Durante esta semana, indígenas de todo se mobilizam contra o marco temporal na demarcação de terras dos povos tradicionais. Em Brasília, um acampamento foi montado perto da Esplanada dos Ministérios, que reúne representantes de povos de vários estados.

O movimento espera reunir mais de 2 mil indígenas na capital federal, até que seja encerrado o julgamento da questão no Supremo Tribunal Federal. Também há previsão de manifestações nos estados.

Na semana passada, a Câmara dos Deputados aprovou o texto-base do Projeto de Lei 490/07, que prevê que os povos indígenas e tradicionais terão direito somente às terras que ocuparam até 5 de outubro de 1988, data da promulgação da Constituição Federal. O texto vai agora pela análise do Senado, que pode manter o marco temporal ou não.

Nesta quarta-feira (7), o Supremo Tribunal Federal (STF) retoma julgamento que avalia a legalidade da tese do marco temporal, ou seja se a data de promulgação da Constituição pode ser usada como parâmetro para definir as demarcações de terras dos povos tradicionais.

“Além de existirem povos indígenas no Brasil, constituições anteriores a 88 garantiam aos povos indígenas os seus territórios. A Constituição Federal de 88 já traz Artigo 231, direito de cláusula pétrea, então não pode ser mexido, a não ser com uma nova Constituição”, disse o coordenador executivo da Articulação dos Povos Indígenas do Brasil, Kleber Karipuna.

STF

O processo que motivou o julgamento na Corte trata da disputa pela posse da Terra Indígena (TI) Ibirama, em Santa Catarina. A área é habitada pelos povos Xokleng, Kaingang e Guarani, e a posse de parte da TI é questionada pela procuradoria do estado.

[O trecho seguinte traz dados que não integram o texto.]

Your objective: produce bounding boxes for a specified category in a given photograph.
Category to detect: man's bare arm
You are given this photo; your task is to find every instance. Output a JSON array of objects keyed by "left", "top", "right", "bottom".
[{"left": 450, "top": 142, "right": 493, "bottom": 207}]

O placar do julgamento está empatado em 1 a 1: o ministro Edson Fachin votou contra a tese do marco temporal, e Nunes Marques se manifestou a favor.

A análise foi suspensa em setembro de 2021 após um pedido de vista do ministro Alexandre de Moraes. 

A decisão do Supremo não valerá apenas para esse território, mas para todos os casos relacionados a disputas envolvendo áreas indígenas.